# Adding a switch to a molex connector?



## absentlySocial (Jul 9, 2004)

ok, this is what im trying to do.

i have 7 case fans, one vpu fan, and 5 sets of lights. all of which, do not need to be on. its fine when im awake, but its kind of hard to sleep.

so what i was thinking was maybe i could take a molex connector, and add a toggle switch to it. and then add all the fans and lights to the string after that toggle switch. thus making it turn power on and off to them.

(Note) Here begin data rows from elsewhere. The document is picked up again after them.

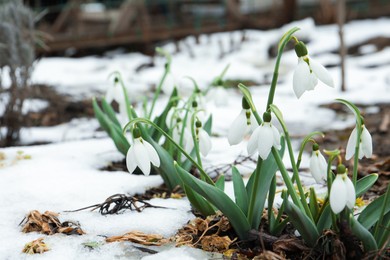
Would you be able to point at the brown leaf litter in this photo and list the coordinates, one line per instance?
(49, 224)
(139, 238)
(35, 247)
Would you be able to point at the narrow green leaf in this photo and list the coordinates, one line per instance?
(220, 200)
(365, 183)
(325, 220)
(248, 96)
(110, 112)
(313, 203)
(302, 223)
(119, 139)
(354, 109)
(267, 171)
(371, 214)
(240, 193)
(208, 125)
(220, 183)
(364, 235)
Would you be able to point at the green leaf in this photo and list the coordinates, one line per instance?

has anyone heard of this before?
anyone know a place that can walk me through it?
i tried myself, and it just didnt work. but i could have the connection wrong about 100 different ways.

thanks in advance,
Vern


----------



## Sarkast (Sep 12, 2004)

Well if all the lights/fans run on 12V you just cut the +12V wire on that particular string and solder a normal 2way switch into the line. Thats a 3 minute job and you cant really do anything wrong.


----------



## Sarkast (Sep 12, 2004)

Actually i just came across this:

http://www.directron.com/switch.html


----------



## absentlySocial (Jul 9, 2004)

so yellow is +12v, right.

i did with cut and sodered it. but the switch i have is lighted, so there are three points i can soder too. i dont really care about the light though.

the wires running to the lights and the vpu fan are yellow and black, but the the case fans are red and black. does that mean they arent 12v?

i cut and sodered the wire to the switch, but it didnt work. could it might be backwards, or does that not matter?

ill play around with it some more tonight. because i've already bought the stuff for it, and the rocker switch is perfect for where i want to put it.


----------



## absentlySocial (Jul 9, 2004)

ok, so i got a different toggle switch i had to work. thanks alot dude.


----------



## 95five-0 (Dec 7, 2004)

can you post some pics I would like to see how it came out


----------



## absentlySocial (Jul 9, 2004)

sure, here you go.

























plus it turns off 8 fans, so it gets a lot more quiet.

excuse the dust, heh


----------



## Fr4665 (Nov 18, 2004)

dang dude thats alot of cables in there what you packing ? but i like the idea of the switch on the top not bad


----------



## Sarkast (Sep 12, 2004)

Is that pile of cables part of the case design ? lol Just kidding...

Just an idea - with the cables neatly sleeved and/ or tucked out of the way you could probably run 2 fans instead of 8 and still have the same airlfow ...

;-)


----------



## absentlySocial (Jul 9, 2004)

haha, i have a 560w thermaltake purepower power supply.

its still a work in progress. its still way messy in there(as you can see) because im constantly moving things. so its easier to have it messy, for right noiw at least.


----------